Supported and Unsupported SQL/HiveQL Language Features

IMPORTANT This component is deprecated. Hewlett Packard Enterprise recommends using an alternate product. For more information, see Discontinued Ecosystem Components.

Supported HiveQL Statements and Clauses

JOIN
AGGREGATE
DISTINCT
UNION ALL
ORDER BY (Must use a LIMIT clause with ORDER BY.)
LIMIT (Accepts arithmetic expressions and numeric literals. You can include the OFFSET clause with the LIMIT clause to produce paged result sets, like 11-20.)
FROM (You can include FROM in an uncorrelated subquery.)
INSERT INTO
INSERT OVERWRITE
LEFT|RIGHT ANTI JOIN

Supported SQL Statements

When you issue an SQL statement, use a semicolon at the end of each statement.

COMPUTE INCREMENTAL STATS
COMPUTE STATS
CREATE ROLE
CREATE TABLE
- Use the STORED AS PARQUET or STORED AS TEXTFILE clause with CREATE TABLE to identify the format of the underlying data files.
- Use the TBLPROPERTIES clause with CREATE TABLE to associate random metadata with a table as key-value pairs.
- Use SERDEPROPERTIES with CREATE TABLE to set up metadata that defines how tables are read and written. This may be required for Hive compatibility.
- USE WITH SERDEPROPERTIES with CREATE TABLE to specify the SerDe classes that read and write data for a table. This may be required for Hive compatibility.
CREATE TABLE AS SELECT
CREATE VIEW
CURRENT DATABASE(Returns the database that the session is currently using.)
DESCRIBE
DROP INCREMENTAL STATS
DROP ROLE
EXPLAIN (You can issue the command SET EXPLAIN_LEVEL=verbose for more detailed EXPLAIN output. To revert, issue the command SET EXPLAIN_LEVEL=normal.)
EXPLAIN PLAN
GRANT
INVALIDATE METADATA
LOAD DATA
REFRESH
REVOKE
SELECT
- You can use the STRAIGHT_JOIN keyword immediately after SELECT to override the reordering of join clauses that Impala does internally.
SHOW CREATE TABLE
SHOW DATABASES
SHOW FILES
SHOW FUNCTIONS
SHOW GRANT ROLE
SHOW ROLE GRANT GROUP
SHOW ROLES
SHOW SCHEMAS
SHOW TABLES
SHOW COLUMN STATS
SHOW TABLE STATS
USE

Supported DDL Statements

DDL statements typically change the table schema. Issue an INVALIDATE METADATA statement manually on the other nodes to update metadata. You can use the SET command to enable the SYNC_DDL option with any DDL statements to return after the Impala catalog service has propagated changes on all Impala nodes.

ALTER TABLE
- Use the TBLPROPERTIES clause with ALTER TABLE to associate random metadata with a table as key-value pairs.
- Use SERDEPROPERTIES with ALTER TABLE to set up metadata that defines how tables are read and written. This may be required for Hive compatibility.
ALTER VIEW
COMPUTE STATS
CREATE DATABASE
CREATE FUNCTION
CREATE ROLE
CREATE TABLE
CREATE VIEW
DROP DATABASE
DROP FUNCTION
DROP ROLE
DROP TABLE
DROP VIEW
GRANT
REVOKE

Supported DML Statements

Impala only supports the INSERT and LOAD DATA statements which modify data stored in tables.

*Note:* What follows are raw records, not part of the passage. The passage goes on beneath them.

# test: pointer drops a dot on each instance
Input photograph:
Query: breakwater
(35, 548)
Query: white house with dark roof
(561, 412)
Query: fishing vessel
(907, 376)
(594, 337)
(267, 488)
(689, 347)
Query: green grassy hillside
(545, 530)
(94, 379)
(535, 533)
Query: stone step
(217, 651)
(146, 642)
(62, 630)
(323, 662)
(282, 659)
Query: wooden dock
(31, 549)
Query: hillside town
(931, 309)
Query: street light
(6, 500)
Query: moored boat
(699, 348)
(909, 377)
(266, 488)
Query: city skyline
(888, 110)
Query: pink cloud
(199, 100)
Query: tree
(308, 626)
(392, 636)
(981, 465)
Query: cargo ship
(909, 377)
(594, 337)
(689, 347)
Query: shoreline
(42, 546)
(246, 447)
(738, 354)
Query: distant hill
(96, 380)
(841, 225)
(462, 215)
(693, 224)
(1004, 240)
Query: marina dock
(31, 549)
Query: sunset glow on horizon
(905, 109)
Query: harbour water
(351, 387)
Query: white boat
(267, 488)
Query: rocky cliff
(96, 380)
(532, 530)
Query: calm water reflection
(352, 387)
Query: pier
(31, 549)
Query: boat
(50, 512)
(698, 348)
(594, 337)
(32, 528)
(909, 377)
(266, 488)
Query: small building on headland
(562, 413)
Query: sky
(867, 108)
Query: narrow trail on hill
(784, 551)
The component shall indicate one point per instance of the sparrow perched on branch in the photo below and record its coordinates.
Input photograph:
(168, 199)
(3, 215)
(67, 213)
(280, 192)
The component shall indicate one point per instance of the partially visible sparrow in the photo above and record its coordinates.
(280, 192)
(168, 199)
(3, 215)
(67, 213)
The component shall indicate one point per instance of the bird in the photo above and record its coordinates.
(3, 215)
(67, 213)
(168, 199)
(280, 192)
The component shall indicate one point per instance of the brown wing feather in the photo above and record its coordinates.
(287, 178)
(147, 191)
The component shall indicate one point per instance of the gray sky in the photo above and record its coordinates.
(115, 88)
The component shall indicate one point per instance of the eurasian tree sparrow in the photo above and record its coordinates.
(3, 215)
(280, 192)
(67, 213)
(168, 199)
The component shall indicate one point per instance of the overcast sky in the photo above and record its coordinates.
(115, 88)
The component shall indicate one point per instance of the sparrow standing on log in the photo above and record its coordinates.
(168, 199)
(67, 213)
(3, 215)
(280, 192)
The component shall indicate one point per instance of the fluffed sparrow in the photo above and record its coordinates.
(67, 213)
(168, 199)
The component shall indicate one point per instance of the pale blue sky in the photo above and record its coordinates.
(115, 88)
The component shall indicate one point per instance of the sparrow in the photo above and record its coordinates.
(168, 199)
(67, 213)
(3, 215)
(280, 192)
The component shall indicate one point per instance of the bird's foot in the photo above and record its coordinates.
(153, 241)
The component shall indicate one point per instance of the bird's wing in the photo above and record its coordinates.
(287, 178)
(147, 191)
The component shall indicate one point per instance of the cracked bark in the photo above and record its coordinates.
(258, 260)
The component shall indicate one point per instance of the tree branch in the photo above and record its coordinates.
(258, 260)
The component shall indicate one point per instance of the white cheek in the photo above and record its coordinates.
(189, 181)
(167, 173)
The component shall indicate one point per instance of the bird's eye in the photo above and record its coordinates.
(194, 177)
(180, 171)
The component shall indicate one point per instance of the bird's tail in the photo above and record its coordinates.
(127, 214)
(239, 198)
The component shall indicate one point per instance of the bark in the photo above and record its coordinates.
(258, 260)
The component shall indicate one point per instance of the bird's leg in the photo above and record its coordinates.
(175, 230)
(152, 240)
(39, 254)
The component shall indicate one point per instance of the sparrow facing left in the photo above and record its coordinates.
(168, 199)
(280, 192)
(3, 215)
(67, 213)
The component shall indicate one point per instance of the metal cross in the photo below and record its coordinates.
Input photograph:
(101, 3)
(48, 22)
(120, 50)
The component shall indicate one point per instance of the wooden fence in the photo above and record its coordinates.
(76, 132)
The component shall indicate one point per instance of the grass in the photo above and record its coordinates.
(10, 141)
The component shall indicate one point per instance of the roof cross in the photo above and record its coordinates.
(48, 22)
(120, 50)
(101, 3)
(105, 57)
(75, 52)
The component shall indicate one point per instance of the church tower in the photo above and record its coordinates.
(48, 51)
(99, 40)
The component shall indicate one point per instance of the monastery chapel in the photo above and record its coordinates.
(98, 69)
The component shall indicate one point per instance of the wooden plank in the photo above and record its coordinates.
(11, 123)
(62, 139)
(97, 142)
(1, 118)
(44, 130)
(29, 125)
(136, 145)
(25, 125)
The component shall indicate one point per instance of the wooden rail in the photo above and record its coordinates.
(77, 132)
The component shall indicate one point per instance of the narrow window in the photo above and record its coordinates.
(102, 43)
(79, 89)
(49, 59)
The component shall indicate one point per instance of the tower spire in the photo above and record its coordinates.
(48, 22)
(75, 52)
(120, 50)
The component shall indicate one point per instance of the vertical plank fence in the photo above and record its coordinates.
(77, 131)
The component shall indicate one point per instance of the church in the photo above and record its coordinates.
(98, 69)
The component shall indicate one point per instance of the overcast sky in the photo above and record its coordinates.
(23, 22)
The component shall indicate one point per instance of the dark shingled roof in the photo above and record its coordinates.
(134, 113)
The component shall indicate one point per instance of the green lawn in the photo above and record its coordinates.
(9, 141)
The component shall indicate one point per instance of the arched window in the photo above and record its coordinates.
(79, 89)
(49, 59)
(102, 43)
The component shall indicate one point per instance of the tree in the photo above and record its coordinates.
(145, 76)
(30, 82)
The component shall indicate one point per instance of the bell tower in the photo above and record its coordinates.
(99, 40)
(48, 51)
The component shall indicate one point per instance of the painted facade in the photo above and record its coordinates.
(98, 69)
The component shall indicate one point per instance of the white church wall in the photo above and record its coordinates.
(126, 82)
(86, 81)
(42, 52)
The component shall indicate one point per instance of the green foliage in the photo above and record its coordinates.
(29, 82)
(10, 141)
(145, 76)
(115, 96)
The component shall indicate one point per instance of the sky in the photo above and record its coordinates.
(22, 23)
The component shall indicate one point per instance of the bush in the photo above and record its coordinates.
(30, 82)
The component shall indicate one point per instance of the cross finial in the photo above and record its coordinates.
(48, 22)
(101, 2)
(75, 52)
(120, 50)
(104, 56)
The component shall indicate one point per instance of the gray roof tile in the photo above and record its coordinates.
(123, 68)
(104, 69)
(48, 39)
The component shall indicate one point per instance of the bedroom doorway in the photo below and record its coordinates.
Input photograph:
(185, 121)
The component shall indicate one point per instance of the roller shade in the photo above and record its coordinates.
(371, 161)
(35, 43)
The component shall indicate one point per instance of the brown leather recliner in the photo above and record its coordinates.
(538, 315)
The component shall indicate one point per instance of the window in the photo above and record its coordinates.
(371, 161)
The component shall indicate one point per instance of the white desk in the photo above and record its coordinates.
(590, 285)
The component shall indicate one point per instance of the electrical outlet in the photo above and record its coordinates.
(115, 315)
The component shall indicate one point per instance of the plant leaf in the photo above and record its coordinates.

Issue the REFRESH statement on other nodes to refresh the data location cache.
If the SYNC_DDL statement is enabled, INSERT statements complete after the catalog service propagates data and metadata changes to all Impala nodes.
You can use the [SHUFFLE] and [NOSHUFFLE] hints with INSERT to redistribute work during INSERT...SELECT operations. You may want to use these hints when inserting into partitioned Parquet tables to avoid memory consumption problems and simultaneous open files, by collecting new data for each partition on a specific node.

Supported Datatypes

Impala supports datatypes with the same names and semantics equivalent to those in Hive.

char
varchar
complex
string
tinyint
smallint
int
bigint
float
double
boolean
string
timestamp
asSTRING

Supported Operators

SQL operators are a class of comparison functions used within the WHERE clauses of a SELECT statement.

BETWEEN
COMPARISON
CROSS JOIN (Use as the join operator for Cartesian joins; does not use any ON clause.)
IN
IS NULL
LIKE
[NOT] EXISTS
[NOT] IN
REGEXP
RLIKE

Supported Literals

Each of the Impala data types has corresponding notation for literal values of that type. Specify literal values in SQL statements, such as in the SELECT list or WHERE clause of a query, or as an argument to a function call.

Numeric
String
Boolean
Timestamp
NULL (You can add the NULLS FIRST or NULLS LAST clause at the end of the ORDER BY clause to override or specify the sorting behavior for NULL.)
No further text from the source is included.